Disability access lacking in almost 90% of Belgian train stations

Disability access lacking in almost 90% of Belgian train stations
A body found on the tracks brought rail traffic between Liège and Bruxelles to a halt on Tuesday. © Belga

Out of the 550 NMBS/SNCB train stations in Belgium, only 64 (12%) were fully accessible for disabled people by the end of 2017.

To be fully accessible, all platforms must be at least 76 centimetres high, and all platforms that are not on the ground floor must have a lift or ramp. In addition, there must be blind guidance lines and at least one ticket machine

By the end of 2017, barely 64 of the 550 Belgian train stations and stops met all those criteria. The SNCB and Infrabel are adapting an average of five stations annually. "At that rate, we will have to wait another hundred years for every station and every stop to be accessible," complained Member of Parliament Jef Van den Bergh (CD&V) according to Het Nieuwsblad.
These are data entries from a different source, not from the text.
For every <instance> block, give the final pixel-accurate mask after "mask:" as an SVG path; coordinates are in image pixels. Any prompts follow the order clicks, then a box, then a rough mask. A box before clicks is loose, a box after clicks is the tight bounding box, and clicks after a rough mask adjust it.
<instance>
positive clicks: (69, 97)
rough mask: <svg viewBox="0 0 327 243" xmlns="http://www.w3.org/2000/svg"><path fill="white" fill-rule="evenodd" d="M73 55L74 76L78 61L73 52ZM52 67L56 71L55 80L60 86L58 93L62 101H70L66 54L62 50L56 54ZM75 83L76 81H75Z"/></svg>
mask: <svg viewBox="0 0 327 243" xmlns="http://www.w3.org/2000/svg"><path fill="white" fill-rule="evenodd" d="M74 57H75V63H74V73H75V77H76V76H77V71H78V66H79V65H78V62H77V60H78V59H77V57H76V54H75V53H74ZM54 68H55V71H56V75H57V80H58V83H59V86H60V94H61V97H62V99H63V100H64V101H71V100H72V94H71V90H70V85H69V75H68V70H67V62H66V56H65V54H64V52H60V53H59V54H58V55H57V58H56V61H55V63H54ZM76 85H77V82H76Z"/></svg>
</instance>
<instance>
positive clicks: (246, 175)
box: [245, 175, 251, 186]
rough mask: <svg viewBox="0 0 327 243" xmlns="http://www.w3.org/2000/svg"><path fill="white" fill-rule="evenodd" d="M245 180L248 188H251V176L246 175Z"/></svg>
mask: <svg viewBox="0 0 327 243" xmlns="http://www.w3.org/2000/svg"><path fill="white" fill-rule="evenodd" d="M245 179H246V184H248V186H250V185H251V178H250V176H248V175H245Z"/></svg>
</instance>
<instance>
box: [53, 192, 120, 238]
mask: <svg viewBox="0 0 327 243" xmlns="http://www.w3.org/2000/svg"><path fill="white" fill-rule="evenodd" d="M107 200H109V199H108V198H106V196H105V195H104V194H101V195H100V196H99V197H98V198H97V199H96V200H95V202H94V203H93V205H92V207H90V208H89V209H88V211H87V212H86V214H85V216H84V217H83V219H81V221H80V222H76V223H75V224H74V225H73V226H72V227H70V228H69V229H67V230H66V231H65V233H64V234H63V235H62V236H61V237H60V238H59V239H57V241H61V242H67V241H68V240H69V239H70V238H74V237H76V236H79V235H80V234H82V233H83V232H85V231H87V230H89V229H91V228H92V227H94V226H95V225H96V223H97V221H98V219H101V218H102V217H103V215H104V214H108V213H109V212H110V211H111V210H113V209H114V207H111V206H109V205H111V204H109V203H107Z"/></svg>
According to the NMBS, raising the platforms is the biggest challenge, as it puts the train tracks out of service for a long time. "Depending on the location and size of the station, such an adjustment can lead to construction times of an average of one year per platform," said SNCB spokesperson Bart Crols in Het Nieuwsblad. "The cost can go up to a million euros per platform," he added.